The Zwinger is a baroque palace and museum complex built between 1710 and 1728 for Augustus the Strong, Elector of Saxony. Almost everything you see is a reconstruction: Allied bombing in February 1945 destroyed the buildings almost completely. Rebuilding was meticulous and took several decades into the 1980s. The reconstruction history is visible in Dresden in a way that the city decided was better than hiding it, most notably in the Frauenkirche where original blackened stones alternate with pale replacement stones.
The Architecture
The complex forms a rectangle around a central courtyard. The Gate of Crowns (Kronentor) on the west side is the most photographed entrance: a gate topped by a Polish crown, reflecting Augustus’s Baltic ambitions. The Nymphenbad in the northern corner is a baroque fountain garden with stone carvings of extraordinary quality around the pools. This section survived the bombing better than the main buildings.
The Semper Building on the south side was added by Gottfried Semper in 1847 and contains the Alte Meister gallery. Its neoclassical exterior sits somewhat awkwardly against the earlier baroque, but the interior is one of the finest gallery spaces in Germany.

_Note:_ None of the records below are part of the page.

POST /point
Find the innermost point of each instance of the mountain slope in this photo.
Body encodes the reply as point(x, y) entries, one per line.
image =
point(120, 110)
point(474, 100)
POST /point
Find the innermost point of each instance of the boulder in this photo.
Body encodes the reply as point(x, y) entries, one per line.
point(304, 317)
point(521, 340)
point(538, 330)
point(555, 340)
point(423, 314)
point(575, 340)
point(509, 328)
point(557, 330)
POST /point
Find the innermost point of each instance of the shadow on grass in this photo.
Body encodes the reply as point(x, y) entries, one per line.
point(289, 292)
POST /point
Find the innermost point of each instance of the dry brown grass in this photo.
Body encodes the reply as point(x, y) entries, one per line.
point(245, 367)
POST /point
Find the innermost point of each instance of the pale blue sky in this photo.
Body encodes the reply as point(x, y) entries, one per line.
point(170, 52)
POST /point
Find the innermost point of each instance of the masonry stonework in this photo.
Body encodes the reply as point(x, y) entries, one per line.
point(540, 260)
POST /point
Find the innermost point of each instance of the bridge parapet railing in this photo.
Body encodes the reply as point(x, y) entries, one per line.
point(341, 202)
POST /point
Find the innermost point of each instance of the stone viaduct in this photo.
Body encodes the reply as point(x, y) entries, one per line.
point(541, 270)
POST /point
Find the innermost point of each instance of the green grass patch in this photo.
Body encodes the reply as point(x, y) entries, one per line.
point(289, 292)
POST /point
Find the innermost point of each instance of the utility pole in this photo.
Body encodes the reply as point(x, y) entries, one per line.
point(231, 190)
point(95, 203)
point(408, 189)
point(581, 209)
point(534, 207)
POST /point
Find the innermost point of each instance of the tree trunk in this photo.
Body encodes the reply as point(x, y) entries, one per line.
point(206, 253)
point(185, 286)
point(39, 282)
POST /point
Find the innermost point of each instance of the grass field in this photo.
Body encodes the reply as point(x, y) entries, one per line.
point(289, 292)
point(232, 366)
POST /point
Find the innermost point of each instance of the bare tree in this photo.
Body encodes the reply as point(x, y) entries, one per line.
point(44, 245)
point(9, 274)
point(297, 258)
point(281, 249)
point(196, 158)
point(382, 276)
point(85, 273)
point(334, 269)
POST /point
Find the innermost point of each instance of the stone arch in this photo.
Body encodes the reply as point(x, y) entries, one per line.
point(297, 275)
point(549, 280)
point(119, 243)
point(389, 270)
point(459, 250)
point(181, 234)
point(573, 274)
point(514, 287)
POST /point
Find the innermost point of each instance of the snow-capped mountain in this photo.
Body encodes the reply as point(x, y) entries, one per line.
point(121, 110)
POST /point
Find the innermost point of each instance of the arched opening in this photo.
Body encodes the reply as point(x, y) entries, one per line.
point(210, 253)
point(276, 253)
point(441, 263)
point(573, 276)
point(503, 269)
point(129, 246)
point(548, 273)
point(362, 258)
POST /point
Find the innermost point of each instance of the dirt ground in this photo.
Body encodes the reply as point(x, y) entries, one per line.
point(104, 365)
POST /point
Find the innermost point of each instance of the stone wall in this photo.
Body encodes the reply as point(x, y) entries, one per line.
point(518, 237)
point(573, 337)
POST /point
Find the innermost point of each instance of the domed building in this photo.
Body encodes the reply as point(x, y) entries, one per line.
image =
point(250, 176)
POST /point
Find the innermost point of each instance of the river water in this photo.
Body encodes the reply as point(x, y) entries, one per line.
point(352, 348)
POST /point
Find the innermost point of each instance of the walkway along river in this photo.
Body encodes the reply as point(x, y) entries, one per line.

The Gemaldegalerie Alte Meister
The Old Masters Picture Gallery is seriously underattended relative to its quality. The permanent collection runs from the Italian Renaissance through the Dutch Golden Age: Raphael, Titian, Vermeer, Rembrandt, Rubens. Vermeer’s Girl Reading a Letter at an Open Window is here. So is his The Procuress. So is Giorgione’s Sleeping Venus.

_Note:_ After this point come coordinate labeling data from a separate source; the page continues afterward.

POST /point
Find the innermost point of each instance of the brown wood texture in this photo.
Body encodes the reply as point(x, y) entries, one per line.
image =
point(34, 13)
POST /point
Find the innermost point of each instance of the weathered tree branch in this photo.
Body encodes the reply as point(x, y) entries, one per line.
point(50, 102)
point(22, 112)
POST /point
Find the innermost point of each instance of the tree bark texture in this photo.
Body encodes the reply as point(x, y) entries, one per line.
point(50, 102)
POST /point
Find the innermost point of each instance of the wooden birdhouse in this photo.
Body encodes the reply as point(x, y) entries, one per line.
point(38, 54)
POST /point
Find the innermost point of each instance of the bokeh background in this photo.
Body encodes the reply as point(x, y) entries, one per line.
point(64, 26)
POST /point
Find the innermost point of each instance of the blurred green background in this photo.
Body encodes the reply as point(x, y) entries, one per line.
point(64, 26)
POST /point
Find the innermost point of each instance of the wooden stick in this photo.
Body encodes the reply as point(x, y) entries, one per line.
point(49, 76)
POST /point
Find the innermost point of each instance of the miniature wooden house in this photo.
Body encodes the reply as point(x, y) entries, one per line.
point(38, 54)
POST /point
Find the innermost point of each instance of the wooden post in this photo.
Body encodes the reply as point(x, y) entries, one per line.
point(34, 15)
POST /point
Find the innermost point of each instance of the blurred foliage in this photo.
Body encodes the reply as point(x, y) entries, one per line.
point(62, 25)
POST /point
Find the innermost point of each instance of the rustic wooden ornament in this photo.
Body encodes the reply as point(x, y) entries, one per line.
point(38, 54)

Admission is around EUR 14. Allow at least two hours and skip the audio guide if you are already familiar with the period; the gallery labels are good.
The Rüstkammer (Armory)
The armory collection covers weaponry and armour from the 15th to 18th centuries. The real draw is the ceremonial tournament armour, some of it worked with decorative detail that makes the violence of its intended use harder to keep in mind. The section covering Ottoman campaign trophies from the 17th century is darker history than most armory displays acknowledge clearly, but the objects are extraordinary.
Timing
The courtyard is free to enter and the best time is early morning before 9:30am or after 4:30pm when tour groups are absent. The Alte Meister is open 10am to 6pm; closed Mondays. Combined tickets for the Alte Meister and Armory save money.
What’s Nearby
The Semperoper (state opera house) sits directly adjacent to Theater Square. The Frauenkirche is 15 minutes’ walk east. Hotel Taschenbergpalais Kempinski, in another rebuilt 18th-century building immediately opposite the Zwinger, has rooms with direct courtyard views if you have the budget for it.
Dresden Hauptbahnhof is about 20 minutes’ walk. Trams 8 and 9 run directly past Theater Square.